EtOH15燃料はスウェーデン・エタノール財団によりこのプロジェクトのために供給された。議論の中でスウェーデン・エタノール財団の代表者は、セタン価向上剤はEtOH15混合物に溶けないという情報を提供した。しかしながら、この結論は純粋エタノール燃料のために特別に開発されたスウェーデンのセタン価向上剤に関するテストのみに基づいて出されたものであった。このEtamix燃料はわずか15vol%のエタノールを含んでいるだけであるため、VTTは通常の炭化水素ディーゼル燃料のために開発されたセタン価向上剤(2‐エチル硝酸塩をベース)に関する研究室でのテストを開始することを決定した。結果として通常のセタン価向上剤はエタノール混合燃料に利用可能で、少なくともいくつかのセタン価の改善が見られたと大型エンジンでのテストが研究室でのテストが終了する前に実施された。このようにセタン価向上剤を加えたエタノール燃料はVOLOVOエンジンによる大型エンジン・テストには含まれなかった。
スウェーデン・エタノール財団は、菜種メチル・エステルを含む追加のエタノール燃料は、このテスト燃料マトリクスに含まれるべきであると主張した。約10%のエタノール、4.3%のRMEおよび乳化剤を含むスウェーデン環境クラス1のディーゼル混合燃料は、1996年春に参加国の了承を得てこのプロジェクトに含まれることとなった。

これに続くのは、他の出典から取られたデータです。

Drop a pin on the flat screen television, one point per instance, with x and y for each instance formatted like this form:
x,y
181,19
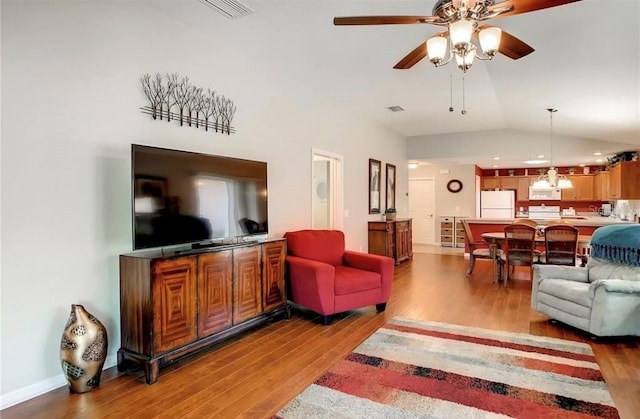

セタン価43および60を持つASTM D 613セタン価試験法における標準燃料(Cnref60およびCnref43)が小型自動車でテストされた。セタン価標準燃料はn-セタン(n-6価炭化水素、n-hexadecane、CN100)およびhigh branched paraffin heptamethylnonane(CN 15)の混合物である。このため、これらの燃料の分留の範囲は非常に狭い:わずか摂氏245度から287度の範囲である。このASTM標準燃料は非常に高価であるため、多くの燃料消費を伴う大型エンジンでのテストはこのプロジェクトでは不可能であったはずである。
テスト燃料の要約と略号は以下のとおり:
ベース燃料:
CEC: CEC標準燃料
ASTM2D: 北米のASTM 2-Dディーゼル燃料
SCD: 北欧低排出ガスディーゼル燃料
RME20: 20%の菜種メチル・エステルを含むCECディーゼル燃料
TME20: 20%のタール油メチル・エステルを含むCECディーゼル燃料
EtOH15: 15%のエタノールを含むディーゼル燃料混合物
EtRE: 10%のエタノールと4.3%のRMEを含むディーゼル燃料混合物
加えて、セタン価標準燃料であるCnref60およびCnref43が小型自動車によりテストされた。